Mantra Two: Perfect is good but done is better
Alright, all you half-assers out there, this one does not apply to you. This mantra belongs only to those perfectionists who try to take imperfect things and situations and perfect them. Examples of this used to abound, but I’m to a new point of desensitization that I just don’t care about perfection anymore, after all it is what it is. Here are the examples I could remember:
- I will build the best hover (a hover is the temperature controlled “box” that houses our heat lamps so the chicks don’t get too cold) known to man. Oh wait, my chicks are smothering each other and dying while I toil away trying to make this perfect. Perfect is good but done is better.
- My processed chickens will be gorgeous. Holy smokes this one patch of wispy feathers won’t come clean. Chickens galore are piling up for me to process. Oh, and it’s still raw chicken – raw chicken just isn’t going to be considered pretty by many people. Perfect is good but done is better.
- I will move the coops daily and put them into a perfectly STRAIGHT line. Oh wait, the coops are on pasture complete with holes, hills, and brush. I can’t get them into a straight line without pulling out the weed-eater and chainsaw. Perfect is good but done is better.

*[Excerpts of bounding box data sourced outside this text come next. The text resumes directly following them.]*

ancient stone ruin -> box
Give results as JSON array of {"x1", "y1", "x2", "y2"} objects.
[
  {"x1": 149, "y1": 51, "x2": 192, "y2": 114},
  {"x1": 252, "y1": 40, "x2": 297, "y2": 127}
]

Mantra Three: Chickens are not widgets
This originally started out as my friend Jane’s explanation of why we can’t always meet certain customer demands. It quickly became a mantra for me and would serve other beginning chicken farmers well. Many instances need this mantra but here are the ones that come to mind:
- Oh my God, these birds should all weigh 4.2 – 4.7lbs at six and a half weeks old but not one of them is over 3.9lbs!!! Chickens are not widgets.
- I need 94 birds to dress out at 2.75 – 3.25lbs each, but only 92 are perfect – two others have bruises. Chickens are not widgets (that’s why I always pull extras).
- A customer wants to increase their order by 70% starting next week. Chickens are not widgets.
This mantra as I use it certainly isn’t a one-size-fits-all type mantra. But switch out “chicken” with some other animal or person and you’re good to go.
Now you have all of the tools necessary to deal with most of life’s speed bumps. The trick is getting yourself to believe these mantras whenever you need to use them.